XIII. Bids and the Bidding Process

Parenthetical numbers in the text refer to sections of the current Revised Statutes of Missouri, abbreviated as RSMo.
The legal requirements

A city can decide for itself at what dollar-level bids must be taken. This decision should be by official board resolution. A good set of general rules is in Chapter 50.660, the rules governing contracts for counties and cities. These have frequently been recommended in audits to other political subdivisions.

Statutes say "to the lowest and best bidder." All bid announcements should include this statement to avoid awarding a contract to bidders who promise more than they can deliver or vendors of inferior product or shoddy service over responsible vendors. The statute also says bids should be awarded "after due opportunity for competition," but this is sometimes difficult for a city to do.

Phone bids

Seeking bids by telephone is perfectly acceptable and often necessary. However, phone bids need to be treated in the exact same matter as submitted written bids. Design a simple form for soliciting phone bids that lists the firm, the date, the person speaking on behalf of the vendor, the person speaking on behalf of the city, what was offered and for what price. This is the same information that would be on written bids. A form is in the back of this manual.

Telephone Bid Form (PDF)

Bid file folders

Make a file folder for every item the city bids. It should contain a copy of the announcement, the specifications, written bids received, telephone bids solicited, the contract along with the affidavit of publication of the notice. Specifications can be kept closed until public announcement of bid-letting is made (610.021 [11]). Sealed bids can be kept closed until bid opening (610.021 [12]). It's a good idea to seal phone bids after the paperwork has been completed until the opening.

Rejecting bids

Every bid call should include the words: "The city reserves the right to reject any and all bids." This is necessary because often bidders will offer to provide things different than what the city is seeking. If the bids received do not meet the specifications announced, they should be rejected even though this slows down the process.

Drawing bid specifications

It's not easy or simple to draw specifications. Be cautious if suppliers offer help — they may arrange specifications so only their product fits. This nullifies the "due opportunity for competition" statutes mandate.

Sole-source suppliers

It's easy to assume there is only one supplier who can furnish what the city wants. Remember, it was because of sole-source suppliers that the military purchased $600 toilet seats. There is almost always more than one supplier that can furnish an acceptable product.

Contracts must be in writing

Fourth-class cities are not required to pay for any product, good or service unless there is first a written contract. Missouri has a special rule (432.070) designed to protect all local governments.
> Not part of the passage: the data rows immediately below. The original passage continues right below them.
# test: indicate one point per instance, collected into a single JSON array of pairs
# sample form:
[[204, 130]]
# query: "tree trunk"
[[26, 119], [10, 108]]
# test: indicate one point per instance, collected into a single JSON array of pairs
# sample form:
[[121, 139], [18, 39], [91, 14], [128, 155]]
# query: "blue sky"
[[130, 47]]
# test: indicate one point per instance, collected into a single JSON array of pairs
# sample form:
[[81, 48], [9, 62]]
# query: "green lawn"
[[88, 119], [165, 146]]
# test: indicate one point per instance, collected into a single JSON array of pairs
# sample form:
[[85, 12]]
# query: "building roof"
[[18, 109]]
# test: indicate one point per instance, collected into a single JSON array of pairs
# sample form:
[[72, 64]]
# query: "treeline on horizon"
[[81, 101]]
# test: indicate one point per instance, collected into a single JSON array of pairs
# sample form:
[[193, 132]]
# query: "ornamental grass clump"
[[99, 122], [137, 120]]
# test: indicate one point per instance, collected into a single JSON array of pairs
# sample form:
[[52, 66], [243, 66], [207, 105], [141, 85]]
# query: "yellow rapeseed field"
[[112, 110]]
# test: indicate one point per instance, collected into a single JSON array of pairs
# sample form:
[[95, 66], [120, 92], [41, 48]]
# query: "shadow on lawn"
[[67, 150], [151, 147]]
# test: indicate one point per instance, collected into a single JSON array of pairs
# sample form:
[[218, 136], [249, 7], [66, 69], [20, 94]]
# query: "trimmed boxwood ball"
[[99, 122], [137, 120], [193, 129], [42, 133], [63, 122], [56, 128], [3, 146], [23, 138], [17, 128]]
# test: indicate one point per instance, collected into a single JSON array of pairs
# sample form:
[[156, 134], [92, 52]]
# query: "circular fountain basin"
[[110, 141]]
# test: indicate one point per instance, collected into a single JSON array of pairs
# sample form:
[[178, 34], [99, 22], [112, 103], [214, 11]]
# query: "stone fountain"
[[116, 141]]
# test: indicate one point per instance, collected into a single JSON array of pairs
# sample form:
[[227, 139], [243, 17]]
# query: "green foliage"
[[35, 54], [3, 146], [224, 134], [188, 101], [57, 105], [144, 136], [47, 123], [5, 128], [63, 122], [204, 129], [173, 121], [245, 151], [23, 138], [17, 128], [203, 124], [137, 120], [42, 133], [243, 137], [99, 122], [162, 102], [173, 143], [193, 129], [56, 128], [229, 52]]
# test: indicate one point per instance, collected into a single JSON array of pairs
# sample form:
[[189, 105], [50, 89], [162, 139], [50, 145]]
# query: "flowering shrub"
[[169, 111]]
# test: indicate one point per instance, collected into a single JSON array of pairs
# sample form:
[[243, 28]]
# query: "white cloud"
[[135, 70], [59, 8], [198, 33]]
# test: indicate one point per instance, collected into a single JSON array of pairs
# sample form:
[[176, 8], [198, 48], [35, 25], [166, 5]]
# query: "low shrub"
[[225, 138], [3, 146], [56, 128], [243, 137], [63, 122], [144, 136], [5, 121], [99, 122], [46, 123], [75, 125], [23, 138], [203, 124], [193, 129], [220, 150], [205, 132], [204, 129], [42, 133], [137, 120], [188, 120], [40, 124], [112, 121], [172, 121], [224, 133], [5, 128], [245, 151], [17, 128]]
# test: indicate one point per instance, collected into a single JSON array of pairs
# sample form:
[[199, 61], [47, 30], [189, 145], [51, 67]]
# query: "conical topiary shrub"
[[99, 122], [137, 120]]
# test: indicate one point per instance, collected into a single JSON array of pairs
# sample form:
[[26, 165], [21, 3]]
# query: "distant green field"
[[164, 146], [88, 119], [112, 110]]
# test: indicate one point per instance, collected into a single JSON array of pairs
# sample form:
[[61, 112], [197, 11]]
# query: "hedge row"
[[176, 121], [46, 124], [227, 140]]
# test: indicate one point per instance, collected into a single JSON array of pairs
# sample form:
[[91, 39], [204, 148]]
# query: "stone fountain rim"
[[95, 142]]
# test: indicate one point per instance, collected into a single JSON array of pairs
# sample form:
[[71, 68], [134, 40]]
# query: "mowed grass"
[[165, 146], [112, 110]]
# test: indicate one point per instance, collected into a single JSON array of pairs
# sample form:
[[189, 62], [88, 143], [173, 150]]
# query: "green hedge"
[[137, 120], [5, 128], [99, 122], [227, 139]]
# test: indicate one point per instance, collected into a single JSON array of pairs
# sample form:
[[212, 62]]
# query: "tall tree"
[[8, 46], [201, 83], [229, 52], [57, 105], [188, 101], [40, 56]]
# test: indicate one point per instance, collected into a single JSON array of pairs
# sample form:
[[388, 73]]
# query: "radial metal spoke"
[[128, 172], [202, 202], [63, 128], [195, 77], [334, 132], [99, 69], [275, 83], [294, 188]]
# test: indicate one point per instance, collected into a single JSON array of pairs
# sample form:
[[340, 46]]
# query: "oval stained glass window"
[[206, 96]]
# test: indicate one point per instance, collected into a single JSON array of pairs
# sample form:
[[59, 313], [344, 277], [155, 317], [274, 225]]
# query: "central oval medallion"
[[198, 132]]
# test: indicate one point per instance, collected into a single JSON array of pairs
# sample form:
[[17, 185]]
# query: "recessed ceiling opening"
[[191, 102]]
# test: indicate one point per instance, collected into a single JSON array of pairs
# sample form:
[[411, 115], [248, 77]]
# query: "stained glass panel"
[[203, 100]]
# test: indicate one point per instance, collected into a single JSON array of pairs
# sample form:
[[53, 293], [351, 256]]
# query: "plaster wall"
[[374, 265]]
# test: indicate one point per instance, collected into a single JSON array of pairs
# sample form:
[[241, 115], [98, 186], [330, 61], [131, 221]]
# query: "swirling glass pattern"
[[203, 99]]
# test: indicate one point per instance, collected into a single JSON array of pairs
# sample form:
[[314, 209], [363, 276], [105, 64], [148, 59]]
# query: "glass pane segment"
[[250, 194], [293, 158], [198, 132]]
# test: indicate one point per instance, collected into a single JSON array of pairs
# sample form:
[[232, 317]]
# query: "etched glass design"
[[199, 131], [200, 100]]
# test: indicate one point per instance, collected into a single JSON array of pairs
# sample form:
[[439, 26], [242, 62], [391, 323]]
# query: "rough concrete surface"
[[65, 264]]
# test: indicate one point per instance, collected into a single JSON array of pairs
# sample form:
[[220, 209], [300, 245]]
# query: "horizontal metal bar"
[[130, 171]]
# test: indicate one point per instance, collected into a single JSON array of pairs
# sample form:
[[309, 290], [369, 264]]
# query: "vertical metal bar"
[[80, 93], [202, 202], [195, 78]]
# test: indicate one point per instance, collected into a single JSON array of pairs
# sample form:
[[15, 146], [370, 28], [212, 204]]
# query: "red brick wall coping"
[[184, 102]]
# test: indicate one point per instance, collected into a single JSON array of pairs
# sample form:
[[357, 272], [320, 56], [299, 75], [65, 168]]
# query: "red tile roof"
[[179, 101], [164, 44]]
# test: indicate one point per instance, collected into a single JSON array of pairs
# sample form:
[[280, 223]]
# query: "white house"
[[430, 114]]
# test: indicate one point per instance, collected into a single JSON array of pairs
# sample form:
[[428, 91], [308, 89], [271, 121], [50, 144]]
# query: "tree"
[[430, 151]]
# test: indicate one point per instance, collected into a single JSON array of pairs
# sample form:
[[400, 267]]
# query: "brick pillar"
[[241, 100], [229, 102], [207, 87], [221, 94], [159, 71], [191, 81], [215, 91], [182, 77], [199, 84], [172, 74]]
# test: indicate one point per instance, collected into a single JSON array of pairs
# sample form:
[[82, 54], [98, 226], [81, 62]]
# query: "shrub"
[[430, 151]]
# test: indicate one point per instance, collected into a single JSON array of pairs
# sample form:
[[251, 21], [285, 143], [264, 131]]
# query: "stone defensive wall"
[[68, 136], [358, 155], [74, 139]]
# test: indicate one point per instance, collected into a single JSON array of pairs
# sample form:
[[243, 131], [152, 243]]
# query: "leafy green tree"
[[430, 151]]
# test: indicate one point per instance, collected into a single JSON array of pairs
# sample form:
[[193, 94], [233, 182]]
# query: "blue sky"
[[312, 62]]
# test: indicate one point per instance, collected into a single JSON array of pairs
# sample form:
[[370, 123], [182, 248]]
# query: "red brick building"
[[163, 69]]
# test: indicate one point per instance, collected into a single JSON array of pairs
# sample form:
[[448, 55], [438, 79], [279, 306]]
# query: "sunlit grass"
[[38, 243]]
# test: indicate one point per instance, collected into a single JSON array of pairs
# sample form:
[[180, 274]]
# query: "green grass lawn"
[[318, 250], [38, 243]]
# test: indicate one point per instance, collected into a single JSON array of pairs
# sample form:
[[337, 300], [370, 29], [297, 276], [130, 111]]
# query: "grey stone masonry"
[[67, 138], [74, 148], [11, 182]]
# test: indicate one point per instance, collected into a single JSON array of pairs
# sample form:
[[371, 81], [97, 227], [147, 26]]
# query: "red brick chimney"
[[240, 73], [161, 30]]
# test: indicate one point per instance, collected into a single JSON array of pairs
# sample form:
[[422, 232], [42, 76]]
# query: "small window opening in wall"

While private individuals and private businesses can be held liable for oral agreements (such as inventory ordered over the telephone) or "quasi-contracts" (inventory that is ordered, delivered and displayed for sale), these principles don't apply to governments in Missouri. Thus, if your city receives a bill for an item that you don't remember ordering and don't want, you may refuse to pay the bill. Unless the vendor can produce a properly signed contract, it will be unable to collect on the bill.